7.2 Any third-party auditor shall be an independent and professional auditor, that is not a competitor of Supplier. The auditor shall agree to be bound to confidentiality to Supplier’s benefit.
7.2 Supplier makes available to Customer, at Customer’s request, information necessary to demonstrate compliance with the GDPR. In case the aforementioned request by Customer require measures or work to be performed by Supplier, then Supplier has the right to charge Customer for such measures or work on a time and materials basis in accordance with Supplier’s then current price for consulting services, subject to Customer’s prior approval of such additional costs.
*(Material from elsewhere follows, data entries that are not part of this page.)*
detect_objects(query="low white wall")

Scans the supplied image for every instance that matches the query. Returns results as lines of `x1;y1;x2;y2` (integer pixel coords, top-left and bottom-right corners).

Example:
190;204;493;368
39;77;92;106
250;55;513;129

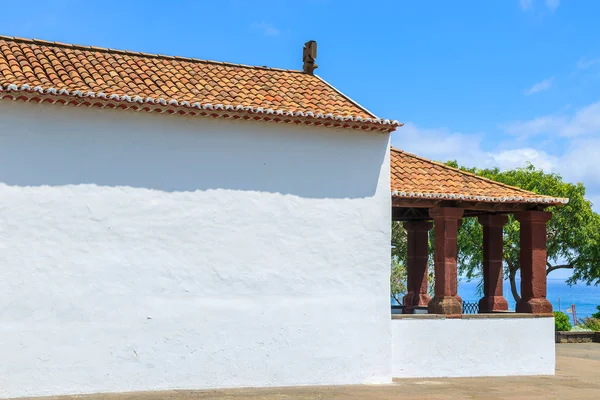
0;101;391;397
392;317;555;378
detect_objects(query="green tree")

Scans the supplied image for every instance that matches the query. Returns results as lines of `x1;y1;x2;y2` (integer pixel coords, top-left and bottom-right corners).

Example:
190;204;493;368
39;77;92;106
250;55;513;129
447;161;600;301
390;222;434;304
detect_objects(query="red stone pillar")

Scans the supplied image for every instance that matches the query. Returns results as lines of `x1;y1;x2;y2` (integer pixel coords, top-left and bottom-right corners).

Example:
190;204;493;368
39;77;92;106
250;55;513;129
479;215;508;313
428;207;463;315
402;221;433;314
515;211;552;314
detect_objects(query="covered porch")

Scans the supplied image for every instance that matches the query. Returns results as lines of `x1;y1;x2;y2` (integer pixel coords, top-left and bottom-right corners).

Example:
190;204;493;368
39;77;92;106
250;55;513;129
390;148;568;316
390;148;568;378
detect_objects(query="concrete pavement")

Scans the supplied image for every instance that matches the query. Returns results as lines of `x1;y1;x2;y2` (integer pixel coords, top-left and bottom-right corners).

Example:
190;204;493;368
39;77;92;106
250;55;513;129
12;343;600;400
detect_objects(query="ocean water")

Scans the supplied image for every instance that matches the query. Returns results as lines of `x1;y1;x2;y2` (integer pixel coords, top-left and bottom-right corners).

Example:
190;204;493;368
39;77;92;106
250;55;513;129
458;278;600;319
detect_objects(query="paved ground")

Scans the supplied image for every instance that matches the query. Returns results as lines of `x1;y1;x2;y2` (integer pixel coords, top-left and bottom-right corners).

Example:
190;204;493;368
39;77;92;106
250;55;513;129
12;343;600;400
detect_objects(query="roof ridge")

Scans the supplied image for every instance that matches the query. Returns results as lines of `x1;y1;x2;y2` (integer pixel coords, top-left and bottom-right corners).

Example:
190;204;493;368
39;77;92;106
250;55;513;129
0;35;302;73
390;147;552;197
314;74;378;119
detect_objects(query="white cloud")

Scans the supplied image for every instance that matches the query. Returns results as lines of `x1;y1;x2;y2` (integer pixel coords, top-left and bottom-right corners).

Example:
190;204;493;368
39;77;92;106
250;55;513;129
525;77;554;96
520;0;560;12
392;123;557;171
492;147;559;172
577;57;600;71
501;101;600;137
546;0;560;12
250;21;281;36
392;119;600;212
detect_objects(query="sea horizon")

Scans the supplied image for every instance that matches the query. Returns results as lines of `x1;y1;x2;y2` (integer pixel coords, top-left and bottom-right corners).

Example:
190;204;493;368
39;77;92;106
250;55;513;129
458;278;600;322
392;278;600;323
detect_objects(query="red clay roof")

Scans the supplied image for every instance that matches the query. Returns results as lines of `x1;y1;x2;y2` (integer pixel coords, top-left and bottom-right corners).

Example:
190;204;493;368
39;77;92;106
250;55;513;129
390;148;569;205
0;36;399;132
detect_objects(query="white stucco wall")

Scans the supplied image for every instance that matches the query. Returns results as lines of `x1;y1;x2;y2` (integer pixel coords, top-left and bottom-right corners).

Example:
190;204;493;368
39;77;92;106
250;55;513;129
392;317;555;378
0;101;391;397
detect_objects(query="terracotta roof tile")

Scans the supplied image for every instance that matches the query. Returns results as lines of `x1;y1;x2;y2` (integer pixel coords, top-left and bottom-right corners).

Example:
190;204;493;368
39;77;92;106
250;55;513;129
0;36;399;131
390;148;568;205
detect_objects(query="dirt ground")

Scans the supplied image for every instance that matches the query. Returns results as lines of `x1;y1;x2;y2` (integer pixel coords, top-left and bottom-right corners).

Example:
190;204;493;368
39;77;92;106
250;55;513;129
12;343;600;400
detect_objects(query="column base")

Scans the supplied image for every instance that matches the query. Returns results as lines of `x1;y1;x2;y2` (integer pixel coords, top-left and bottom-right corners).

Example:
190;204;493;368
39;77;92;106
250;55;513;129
515;297;552;314
402;293;431;314
479;296;508;314
427;296;462;315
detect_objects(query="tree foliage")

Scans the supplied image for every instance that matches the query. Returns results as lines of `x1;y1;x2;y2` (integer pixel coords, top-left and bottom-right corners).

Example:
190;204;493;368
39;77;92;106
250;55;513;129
390;222;434;304
447;161;600;300
554;311;572;332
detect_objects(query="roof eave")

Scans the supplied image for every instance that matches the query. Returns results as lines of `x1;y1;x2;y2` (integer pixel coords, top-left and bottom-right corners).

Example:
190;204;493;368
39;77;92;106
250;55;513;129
0;83;402;132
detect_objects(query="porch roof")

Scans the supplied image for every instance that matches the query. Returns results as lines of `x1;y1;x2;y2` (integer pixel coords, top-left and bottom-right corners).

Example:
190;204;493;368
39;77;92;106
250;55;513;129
390;148;569;206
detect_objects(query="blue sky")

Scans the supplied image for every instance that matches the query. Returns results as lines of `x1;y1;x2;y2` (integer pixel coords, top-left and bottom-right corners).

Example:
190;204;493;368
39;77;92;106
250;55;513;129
0;0;600;276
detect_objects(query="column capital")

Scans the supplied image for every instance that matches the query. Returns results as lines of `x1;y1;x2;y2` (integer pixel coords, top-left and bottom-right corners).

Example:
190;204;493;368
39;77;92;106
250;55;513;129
515;210;552;224
429;207;465;220
477;214;508;227
402;221;433;232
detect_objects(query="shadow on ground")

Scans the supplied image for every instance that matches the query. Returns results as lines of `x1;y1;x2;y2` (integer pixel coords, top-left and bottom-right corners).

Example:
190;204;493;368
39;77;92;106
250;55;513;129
12;343;600;400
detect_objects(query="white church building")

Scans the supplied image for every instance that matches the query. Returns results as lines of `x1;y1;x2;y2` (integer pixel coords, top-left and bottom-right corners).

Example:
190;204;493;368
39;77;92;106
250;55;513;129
0;37;566;398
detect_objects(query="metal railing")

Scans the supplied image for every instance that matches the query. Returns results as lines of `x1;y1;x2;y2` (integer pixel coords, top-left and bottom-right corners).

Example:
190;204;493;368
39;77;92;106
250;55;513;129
463;301;479;314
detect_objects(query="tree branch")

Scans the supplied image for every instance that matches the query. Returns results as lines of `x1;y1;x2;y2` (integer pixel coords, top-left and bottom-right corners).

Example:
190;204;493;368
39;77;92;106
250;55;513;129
504;257;521;303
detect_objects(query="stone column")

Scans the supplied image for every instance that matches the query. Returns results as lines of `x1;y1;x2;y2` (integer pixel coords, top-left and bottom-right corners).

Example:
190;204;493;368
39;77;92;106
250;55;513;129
478;214;508;313
402;221;433;314
515;211;552;314
428;207;463;315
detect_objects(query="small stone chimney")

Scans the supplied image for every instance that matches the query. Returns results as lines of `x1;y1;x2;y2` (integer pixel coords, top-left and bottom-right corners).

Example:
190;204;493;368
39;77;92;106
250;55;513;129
302;40;319;75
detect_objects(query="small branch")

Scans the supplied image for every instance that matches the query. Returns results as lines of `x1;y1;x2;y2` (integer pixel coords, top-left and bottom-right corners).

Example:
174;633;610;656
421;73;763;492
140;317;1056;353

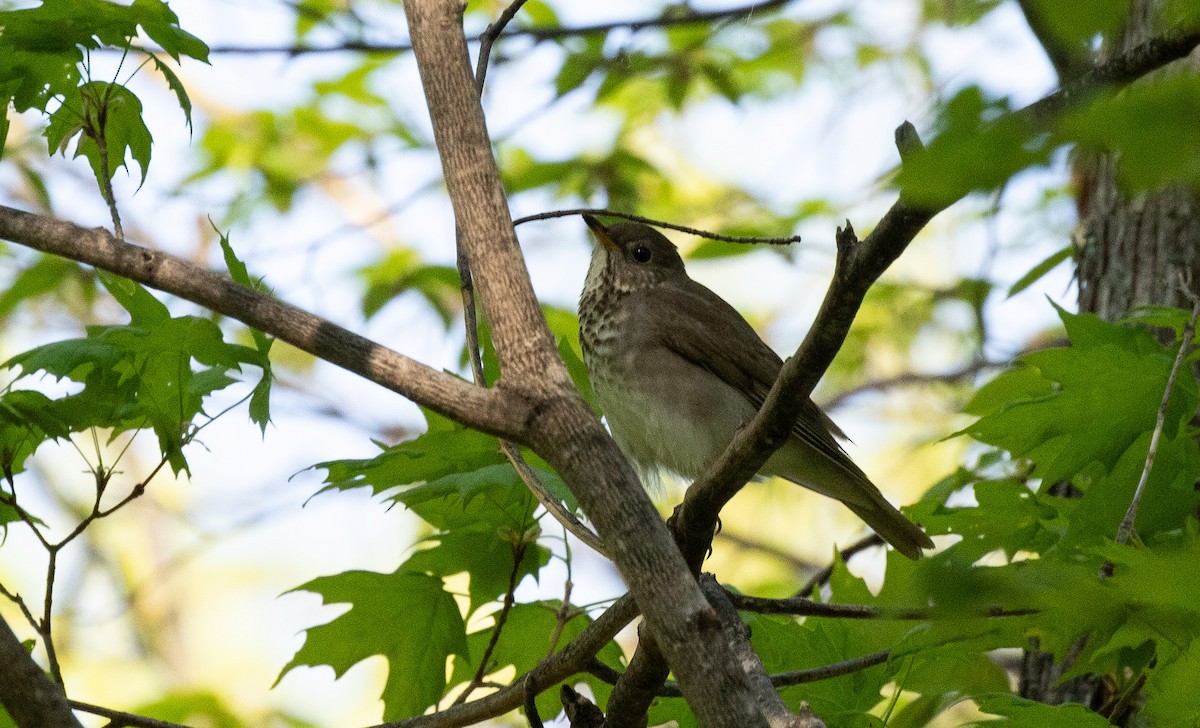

8. Erasure or return of personal data
8.1 Upon any termination of the Agreement or after Customer has permanently ceased to use the Service, Supplier shall, as instructed by Customer and in accordance with the provisions of the Agreement regarding return or deletion of Customer Data, delete or return to Customer all personal data, except to the extent that Supplier is under a European Union or Member State law obligation to continue storing such personal data.
Data Processing Agreement Effective Date: December 9, 2019
This document is in connection to Lobster’s Terms of Service.